The key phrase above is "the company has to put in more effort to achieve results." This is what we currently see with Netflix (NASDAQ:NFLX).
I will show that Netflix has put in more effort (paying more cash and suffering lower margins) in order to grow revenues at a lower pace than in the past. Then I will discuss valuation of the stock.
Netflix has been spending more cash in the last couple of years:
NFLX Free Cash Flow Per Share (TTM) data by YCharts
The above cash flow graph shows a somewhat downward trend, even dipping into the negative for a while. The working capital of the company has gone up steadily for the last five years, which lowers cash flow. In short, Netflix is building assets.
In itself, there is nothing worrisome about a high-growth company spending cash. But it is telling that Netflix has had to spend much more in the last few years in order to promote continued growth. New content, ventures in Europe and delivery costs are eating up cash much faster now than when Netflix was picking that low-hanging fruit.
The gross margin history mirrors the cash flow graph:
NFLX Gross Profit Margin (TTM) data by YCharts
I believe that it will be a struggle for NFLX to keep its gross margin over 30% going forward. Increased competition and entry into new markets will continue to challenge the margin and represent significant hurdles for the company to overcome.
There is also the factor of ISP payments to consider. Netflix has already forged a new agreement with Comcast in order to improve performance. Higher payments to other ISPs may be in the works according to Business Insider:
Comcast, Time Warner Cable, Verizon and AT&T have all refused to hook their data centers up to Netflix's servers without payment from the video streaming service. Their logic: when they move data for content networks like Akamai, they get paid for delivering that content to end users. Netflix is doing the same thing, so they should pay up too.
I certainly don't expect the margins of Netflix to drop dangerously. But it does seem like the halcyon days of 2006-2011 (approximately 35% gross margin) are gone for good.

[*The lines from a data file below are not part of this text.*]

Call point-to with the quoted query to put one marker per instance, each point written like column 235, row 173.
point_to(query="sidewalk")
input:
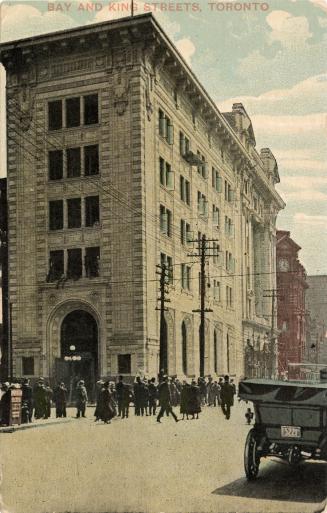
column 39, row 423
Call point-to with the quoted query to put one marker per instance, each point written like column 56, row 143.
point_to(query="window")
column 55, row 115
column 74, row 212
column 166, row 174
column 165, row 221
column 186, row 277
column 124, row 364
column 74, row 263
column 92, row 262
column 91, row 160
column 184, row 348
column 92, row 213
column 185, row 190
column 28, row 365
column 167, row 261
column 216, row 180
column 185, row 232
column 91, row 109
column 202, row 205
column 184, row 144
column 56, row 215
column 215, row 215
column 165, row 127
column 73, row 116
column 73, row 162
column 56, row 265
column 56, row 165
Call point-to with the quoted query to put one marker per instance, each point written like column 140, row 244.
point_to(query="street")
column 138, row 465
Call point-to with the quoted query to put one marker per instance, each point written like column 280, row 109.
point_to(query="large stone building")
column 117, row 159
column 316, row 326
column 291, row 310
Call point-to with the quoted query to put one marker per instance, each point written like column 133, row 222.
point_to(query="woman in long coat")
column 107, row 404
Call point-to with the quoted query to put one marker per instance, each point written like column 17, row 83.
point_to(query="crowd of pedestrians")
column 150, row 397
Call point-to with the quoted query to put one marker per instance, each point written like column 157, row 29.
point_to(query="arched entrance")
column 78, row 351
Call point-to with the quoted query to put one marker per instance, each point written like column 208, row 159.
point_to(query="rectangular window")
column 165, row 221
column 56, row 265
column 56, row 215
column 56, row 164
column 186, row 277
column 124, row 364
column 73, row 112
column 91, row 160
column 91, row 109
column 74, row 263
column 55, row 115
column 73, row 162
column 92, row 262
column 74, row 212
column 28, row 365
column 92, row 211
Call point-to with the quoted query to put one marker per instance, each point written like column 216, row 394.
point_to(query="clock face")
column 283, row 264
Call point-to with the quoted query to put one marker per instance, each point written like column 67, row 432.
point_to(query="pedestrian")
column 27, row 401
column 227, row 397
column 119, row 394
column 40, row 400
column 185, row 394
column 165, row 400
column 127, row 397
column 48, row 400
column 108, row 410
column 153, row 393
column 60, row 400
column 81, row 399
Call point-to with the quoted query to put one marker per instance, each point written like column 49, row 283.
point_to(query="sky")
column 271, row 57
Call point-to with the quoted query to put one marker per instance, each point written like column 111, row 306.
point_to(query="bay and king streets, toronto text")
column 139, row 7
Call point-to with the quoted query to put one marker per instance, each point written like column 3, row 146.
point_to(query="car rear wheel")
column 251, row 456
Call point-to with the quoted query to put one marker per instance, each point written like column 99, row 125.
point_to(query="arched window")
column 184, row 348
column 215, row 352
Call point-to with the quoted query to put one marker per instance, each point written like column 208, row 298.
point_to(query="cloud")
column 19, row 21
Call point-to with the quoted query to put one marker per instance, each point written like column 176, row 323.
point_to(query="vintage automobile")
column 290, row 421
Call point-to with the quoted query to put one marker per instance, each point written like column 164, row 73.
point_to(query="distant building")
column 291, row 288
column 4, row 278
column 316, row 306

Naturally, as a company grows, the rate of revenue growth tends to level off. NFLX is starting to see that trend:
NFLX Revenue (Quarterly YoY Growth) data by YCharts
In the last couple of years, we see that Netflix has grown revenue by about 20% annually. For 2015, analysts expect revenue growth of 21.8% over 2014 (source: Yahoo Finance). Twenty percent top-line growth is still very good, of course, but again it goes to show that the best days of Netflix - from a fast growth perspective - are likely behind it.
When we take all three graphs above in context, my article thesis emerges. Netflix is spending more cash and having to lower margins in order to stay on top of the marketplace. Although the company continues to grow revenue at an impressive pace, that growth is slowing down. In short, the low-hanging fruit has been picked and from now on we can expect to see that revenue growth come at a higher cash and margin cost than it did in the past.
Netflix is a wonderful company. It has grown impressively in the past and while that growth is beginning to show a bit of a slowdown, it is still rather impressive. Unlike many fast growing companies, Netflix makes healthy profits. The company also has done a good job of keeping the number of outstanding shares at a reasonable level and not diluting the stock.
NFLX the stock is overpriced. I estimate that the EPS will be around $11 per share at the end of 2017. That puts the forward P/E at 39x - for three years from now (using a current stock price of $430). I would perhaps be willing to pay something like 30x forward 2015 EPS, which would be a price of about $210 per share.
The dominance of Netflix in the streaming market is awesome and perhaps the company will continue to lead the pack for many years to come. Some subscribers use more than one service so that helps give room for all of the video streaming companies. However, the number of streamers will continue to grow and there is a limit to how many services the average viewer will pay for. I believe Netflix will see its market share start to erode at some point.
Furthermore, even if Netflix does somehow keep market share high for the foreseeable future we can see from the cash flow and gross margin trends that it is working harder than in the past to get new subscribers. I fail to see any reasonable "best case" scenario that justifies the price of the stock.
Again, it comes back to the low-hanging fruit. NFLX is priced as if there is still an abundance of easy pickings just waiting to be plucked. Metaphorically speaking, the company has had to buy a lot of ladders, hire new pickers, water the trees more...well, you get the idea. I'm confident that the company will continue to do well. I would not buy the stock anywhere near the current price.